Le polarizzazioni in genere non mi sono mai sembrate utili a un confronto produttivo, meno che mai in educazione. Così, mi pare adesso sterile e fuorviante alimentare la polarizzazione “valutazione formativa – valutazione sommativa” che vedo ricorrere in diversi contesti di dibattito, fino a lambire documenti istituzionali.

Come se fosse possibile davvero scartare l’una a favore dell’altra, o teorizzare una supposta superiorità dell’una sull’altra.
Il motivo dell’inutile dilemma è al limite dell’autoevidenza: le due forme di valutazione insistono sul medesimo processo di insegnamento-apprendimento, ma si distinguono per funzione, scopo e tempo di adozione.

La prima, valutazione formativa, si compie in itinere, nel procedere del percorso, con lo scopo di accompagnare, descrivere, orientare il percorso stesso. La sua funzione regolativa investe, in questo senso, sia chi apprende sia chi esplica la sua azione didattica. L’insegnante valuta e si valuta; l’alunno è valutato e al tempo stesso si autovaluta.
Questa forma di valutazione è perciò intrinsecamente correlata alla programmazione educativo-didattica, come ben aveva visto la legge 517/1977 che infatti ha una volta per tutte sancito il nesso profondo, dando grande spessore pedagogico all’una e all’altra.


La seconda, valutazione sommativa, si effettua per rilevare/descrivere le conoscenze- abilità- competenze traguardate dall’alunno al termine di un periodo didattico prestabilito (intermedio, conclusivo). Significativamente, le Indicazioni Nazionali del 2012, usano la formulazione “traguardi di sviluppo delle competenze”: trovo che sia un’espressione felice, perché coniuga l’aspetto terminale (“traguardi”) con quello dinamico (“sviluppo”).

Da queste considerazioni, necessariamente sintetiche, dovrebbero emergere alcuni dati:
1) le due valutazioni non si sovrappongono e non si escludono a vicenda;
2) ognuna di esse ha una sua legittimità, congruenza e collocazione nel processo di insegnamento-apprendimento;
3) la soppressione dell’una o dell’altra andrebbe ad inficiare l’intero processo, sotto il profilo dell’attendibilità e dell’efficacia.
4) sotto il profilo del diritto degli alunni, la mancata adozione dell’una o dell’altra potrebbe costituire un atto lesivo.

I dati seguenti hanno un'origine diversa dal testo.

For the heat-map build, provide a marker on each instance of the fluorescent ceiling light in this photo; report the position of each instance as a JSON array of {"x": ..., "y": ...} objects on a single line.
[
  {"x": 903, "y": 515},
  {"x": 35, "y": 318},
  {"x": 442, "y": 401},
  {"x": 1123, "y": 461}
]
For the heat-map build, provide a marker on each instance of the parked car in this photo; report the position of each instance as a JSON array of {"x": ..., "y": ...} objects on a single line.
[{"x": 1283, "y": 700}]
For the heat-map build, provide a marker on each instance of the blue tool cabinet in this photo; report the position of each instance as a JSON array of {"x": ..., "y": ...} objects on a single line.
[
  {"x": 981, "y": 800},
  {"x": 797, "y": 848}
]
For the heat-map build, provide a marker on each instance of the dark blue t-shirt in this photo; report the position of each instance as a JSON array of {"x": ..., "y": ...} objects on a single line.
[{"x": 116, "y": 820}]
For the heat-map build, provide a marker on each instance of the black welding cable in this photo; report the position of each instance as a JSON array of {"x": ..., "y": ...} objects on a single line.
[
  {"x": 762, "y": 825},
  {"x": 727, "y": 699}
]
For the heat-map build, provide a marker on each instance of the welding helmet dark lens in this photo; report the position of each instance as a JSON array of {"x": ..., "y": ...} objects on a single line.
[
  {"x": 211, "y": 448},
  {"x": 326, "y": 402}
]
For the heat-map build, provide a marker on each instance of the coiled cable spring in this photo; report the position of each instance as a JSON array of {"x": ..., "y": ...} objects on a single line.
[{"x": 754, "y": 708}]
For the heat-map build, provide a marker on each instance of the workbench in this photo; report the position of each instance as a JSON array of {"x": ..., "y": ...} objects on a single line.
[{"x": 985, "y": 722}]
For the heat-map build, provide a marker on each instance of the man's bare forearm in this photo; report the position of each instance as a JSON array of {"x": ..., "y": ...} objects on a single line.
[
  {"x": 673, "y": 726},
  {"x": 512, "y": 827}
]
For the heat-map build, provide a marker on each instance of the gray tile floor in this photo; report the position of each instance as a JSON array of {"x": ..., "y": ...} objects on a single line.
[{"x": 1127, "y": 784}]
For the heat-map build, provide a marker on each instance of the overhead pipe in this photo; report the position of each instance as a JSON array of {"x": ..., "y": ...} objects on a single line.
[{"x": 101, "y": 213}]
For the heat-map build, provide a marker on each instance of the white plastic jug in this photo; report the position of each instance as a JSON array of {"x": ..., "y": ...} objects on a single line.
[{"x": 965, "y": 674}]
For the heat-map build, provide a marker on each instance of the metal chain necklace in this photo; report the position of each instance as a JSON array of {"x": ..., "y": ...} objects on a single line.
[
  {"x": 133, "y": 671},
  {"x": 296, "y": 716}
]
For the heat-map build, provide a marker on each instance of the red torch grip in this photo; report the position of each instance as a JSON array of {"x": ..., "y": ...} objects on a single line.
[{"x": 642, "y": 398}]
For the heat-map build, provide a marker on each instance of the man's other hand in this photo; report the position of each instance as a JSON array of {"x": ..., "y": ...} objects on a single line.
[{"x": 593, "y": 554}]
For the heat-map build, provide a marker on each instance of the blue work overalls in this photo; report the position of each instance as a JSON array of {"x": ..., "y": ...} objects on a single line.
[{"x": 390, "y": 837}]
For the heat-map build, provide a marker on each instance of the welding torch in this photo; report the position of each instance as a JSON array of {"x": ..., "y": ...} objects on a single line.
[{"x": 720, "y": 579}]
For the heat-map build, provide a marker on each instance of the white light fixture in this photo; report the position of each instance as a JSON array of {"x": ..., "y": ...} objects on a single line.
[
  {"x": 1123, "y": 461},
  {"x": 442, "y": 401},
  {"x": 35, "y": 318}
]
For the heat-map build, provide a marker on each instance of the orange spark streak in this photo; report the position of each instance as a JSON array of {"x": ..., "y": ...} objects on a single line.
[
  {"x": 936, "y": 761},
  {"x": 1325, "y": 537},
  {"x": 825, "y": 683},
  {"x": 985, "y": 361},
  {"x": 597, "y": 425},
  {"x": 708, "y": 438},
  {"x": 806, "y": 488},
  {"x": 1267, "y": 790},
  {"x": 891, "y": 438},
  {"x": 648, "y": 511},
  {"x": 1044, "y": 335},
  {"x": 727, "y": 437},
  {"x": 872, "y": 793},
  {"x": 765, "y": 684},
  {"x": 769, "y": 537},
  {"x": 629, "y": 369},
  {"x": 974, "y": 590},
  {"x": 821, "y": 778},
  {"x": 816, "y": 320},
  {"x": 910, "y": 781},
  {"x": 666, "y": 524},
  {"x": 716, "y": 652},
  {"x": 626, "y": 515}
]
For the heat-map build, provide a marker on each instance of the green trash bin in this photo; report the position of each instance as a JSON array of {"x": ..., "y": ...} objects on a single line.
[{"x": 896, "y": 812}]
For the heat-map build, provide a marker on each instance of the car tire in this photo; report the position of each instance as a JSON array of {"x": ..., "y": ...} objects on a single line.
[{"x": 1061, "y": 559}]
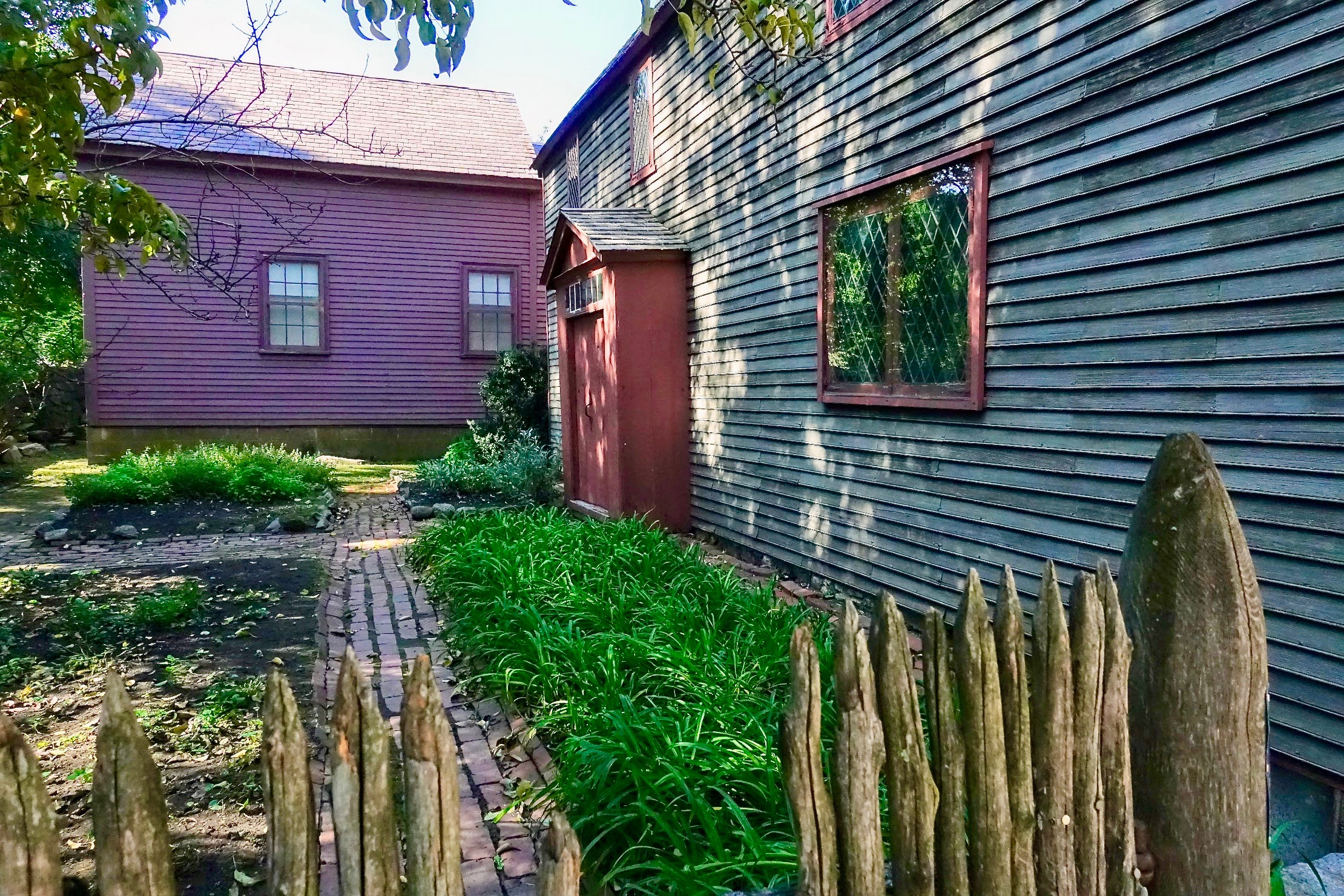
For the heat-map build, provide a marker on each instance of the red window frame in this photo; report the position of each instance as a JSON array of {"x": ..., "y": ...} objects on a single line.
[
  {"x": 848, "y": 22},
  {"x": 265, "y": 346},
  {"x": 467, "y": 305},
  {"x": 968, "y": 397},
  {"x": 640, "y": 174}
]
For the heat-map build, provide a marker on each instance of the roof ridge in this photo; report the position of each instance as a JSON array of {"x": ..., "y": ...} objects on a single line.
[{"x": 343, "y": 74}]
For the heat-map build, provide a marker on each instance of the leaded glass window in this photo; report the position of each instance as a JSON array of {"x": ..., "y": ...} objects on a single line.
[
  {"x": 575, "y": 195},
  {"x": 490, "y": 312},
  {"x": 642, "y": 121},
  {"x": 898, "y": 269},
  {"x": 295, "y": 314}
]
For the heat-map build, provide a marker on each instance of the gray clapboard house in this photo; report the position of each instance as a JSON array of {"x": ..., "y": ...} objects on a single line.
[{"x": 1049, "y": 232}]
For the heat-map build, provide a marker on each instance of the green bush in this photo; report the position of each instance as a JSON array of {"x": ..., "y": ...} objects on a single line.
[
  {"x": 514, "y": 394},
  {"x": 252, "y": 473},
  {"x": 521, "y": 470},
  {"x": 656, "y": 680}
]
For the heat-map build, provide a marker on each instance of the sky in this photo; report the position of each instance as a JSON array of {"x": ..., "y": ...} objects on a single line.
[{"x": 542, "y": 51}]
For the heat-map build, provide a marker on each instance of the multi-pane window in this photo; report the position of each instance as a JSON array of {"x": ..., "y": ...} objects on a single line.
[
  {"x": 490, "y": 311},
  {"x": 642, "y": 121},
  {"x": 573, "y": 194},
  {"x": 903, "y": 288},
  {"x": 584, "y": 293},
  {"x": 294, "y": 303}
]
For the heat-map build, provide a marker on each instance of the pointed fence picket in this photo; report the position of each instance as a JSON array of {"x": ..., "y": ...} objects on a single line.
[{"x": 1027, "y": 785}]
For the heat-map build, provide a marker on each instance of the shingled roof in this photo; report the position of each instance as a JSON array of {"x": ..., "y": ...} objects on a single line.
[
  {"x": 321, "y": 117},
  {"x": 622, "y": 229}
]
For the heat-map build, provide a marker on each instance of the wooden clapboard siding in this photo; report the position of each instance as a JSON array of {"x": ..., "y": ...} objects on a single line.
[
  {"x": 1165, "y": 254},
  {"x": 394, "y": 250}
]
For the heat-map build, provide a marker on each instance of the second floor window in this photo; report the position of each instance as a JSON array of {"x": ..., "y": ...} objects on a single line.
[
  {"x": 490, "y": 311},
  {"x": 573, "y": 194},
  {"x": 294, "y": 304},
  {"x": 642, "y": 123}
]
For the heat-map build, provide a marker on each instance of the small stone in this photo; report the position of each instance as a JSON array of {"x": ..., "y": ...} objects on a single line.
[{"x": 54, "y": 536}]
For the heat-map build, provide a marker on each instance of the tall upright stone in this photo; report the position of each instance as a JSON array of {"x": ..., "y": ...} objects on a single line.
[{"x": 1199, "y": 680}]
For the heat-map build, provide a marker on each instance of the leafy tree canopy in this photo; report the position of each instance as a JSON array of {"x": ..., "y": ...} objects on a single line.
[{"x": 64, "y": 61}]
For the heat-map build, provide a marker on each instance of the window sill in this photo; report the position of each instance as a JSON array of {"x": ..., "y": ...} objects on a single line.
[
  {"x": 309, "y": 352},
  {"x": 935, "y": 398}
]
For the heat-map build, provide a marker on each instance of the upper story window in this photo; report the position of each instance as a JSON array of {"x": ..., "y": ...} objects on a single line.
[
  {"x": 490, "y": 311},
  {"x": 573, "y": 194},
  {"x": 902, "y": 298},
  {"x": 295, "y": 316},
  {"x": 642, "y": 123}
]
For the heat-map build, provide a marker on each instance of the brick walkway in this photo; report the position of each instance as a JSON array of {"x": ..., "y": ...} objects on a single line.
[{"x": 374, "y": 604}]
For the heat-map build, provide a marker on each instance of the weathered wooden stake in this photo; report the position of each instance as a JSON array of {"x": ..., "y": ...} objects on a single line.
[
  {"x": 1119, "y": 829},
  {"x": 1086, "y": 645},
  {"x": 286, "y": 792},
  {"x": 558, "y": 863},
  {"x": 858, "y": 762},
  {"x": 362, "y": 789},
  {"x": 30, "y": 857},
  {"x": 1199, "y": 680},
  {"x": 130, "y": 815},
  {"x": 912, "y": 796},
  {"x": 990, "y": 854},
  {"x": 1011, "y": 649},
  {"x": 1053, "y": 742},
  {"x": 948, "y": 761},
  {"x": 433, "y": 825},
  {"x": 800, "y": 754}
]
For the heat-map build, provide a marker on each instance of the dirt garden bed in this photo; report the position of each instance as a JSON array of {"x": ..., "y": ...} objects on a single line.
[
  {"x": 191, "y": 518},
  {"x": 193, "y": 642}
]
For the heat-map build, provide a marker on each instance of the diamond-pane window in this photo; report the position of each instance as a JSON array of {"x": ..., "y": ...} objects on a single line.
[
  {"x": 642, "y": 121},
  {"x": 903, "y": 288},
  {"x": 573, "y": 193},
  {"x": 294, "y": 305},
  {"x": 490, "y": 311}
]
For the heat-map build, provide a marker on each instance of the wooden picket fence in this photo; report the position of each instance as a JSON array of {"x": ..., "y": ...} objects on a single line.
[{"x": 1024, "y": 788}]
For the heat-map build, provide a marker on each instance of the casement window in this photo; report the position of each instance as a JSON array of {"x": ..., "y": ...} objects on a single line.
[
  {"x": 901, "y": 307},
  {"x": 642, "y": 123},
  {"x": 573, "y": 193},
  {"x": 584, "y": 293},
  {"x": 490, "y": 311},
  {"x": 295, "y": 318}
]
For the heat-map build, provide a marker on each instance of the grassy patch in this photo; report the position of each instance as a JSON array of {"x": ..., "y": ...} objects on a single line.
[
  {"x": 656, "y": 680},
  {"x": 241, "y": 473},
  {"x": 518, "y": 470}
]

In realtà, la messa in questione della valutazione sommativa, dal punto di vista pedagogico-didattico, mi sembra difficilmente sostenibile. Di più, per i rilievi brevemente avanzati fin qui, è abbastanza chiaro che essa ha anche una funzione formativa, proprio perché descrive un traguardo dinamico, dunque aperto ad autocorrezioni sia da parte di chi apprende sia da parte di chi insegna. Tuttavia, poiché ha il compito di descrivere traguardi e non processi, deve necessariamente essere predisposta e formulata al termine del periodo didattico.
In mancanza di valutazione sommativa, la valenza pedagogico-didattica del periodo cui si riferisce verrebbe ad essere amputata di un elemento essenziale. Configurando con ciò la sospensione nel tempo del percorso (e la lesione del diritto soggettivo dell’alunno, che è tutt’uno con il suo diritto all’apprendimento) e la mancata legittimazione del percorso stesso, sotto l’aspetto dei requisiti formali che la scuola, in quanto istituzione, è tenuta a garantire.

Non trovano, dunque, a mio parere, fondamento alcune richieste, avanzate in questo frangente di anno scolastico, di non procedere alla valutazione sommativa, a favore di una valutazione formativa, che non ha le stesse caratteristiche e finalità e pertanto non la potrebbe legittimamente surrogare. Trovano, invece, piena giustificazione, eventuali sollecitazioni volte a valorizzare la funzione formativa che assume il momento della valutazione sommativa (o finale). A questo punto diventa dirimente l’adozione degli strumenti della valutazione, sulla base di un altro punto di chiarezza: valutazione sommativa non si identifica affatto con votazione in decimi (come sembra adombrare qualche ragionamento sotteso alle ipotesi avanzate). È tanto vero che nelle scuole del Primo ciclo per un trentennio (a partire dal 1977) si sono adottate valutazioni descrittivo/qualitative (i cosiddetti “giudizi”) in un primo tempo in forma discorsiva, successivamente con l’uso di descrittori e l’indicazione di livelli sintetici degli esiti.

Tra le diverse iniziative che si stanno succedendo, nella travagliata conclusione di questo anno scolastico decisamente anomalo, ho trovato particolarmente coerente e accorta nella scelta strategica quella intrapresa dalla rivista del Cidi, “Insegnare”, che infatti punta alla moratoria della valutazione decimale in tutti gli ordini e gradi di scuola.
La soluzione sollecitata da “Insegnare” sospende l’uso dello strumento attualmente previsto dalle norme, il voto, ma non sospende l’atto del valutare, che non può che essere, come ho cercato di argomentare, di valutazione sommativa. Si intende con ciò assicurare la sua funzione formativa, attraverso uno strumento più duttile e rispettoso delle specificità di quanto non sia il voto decimale.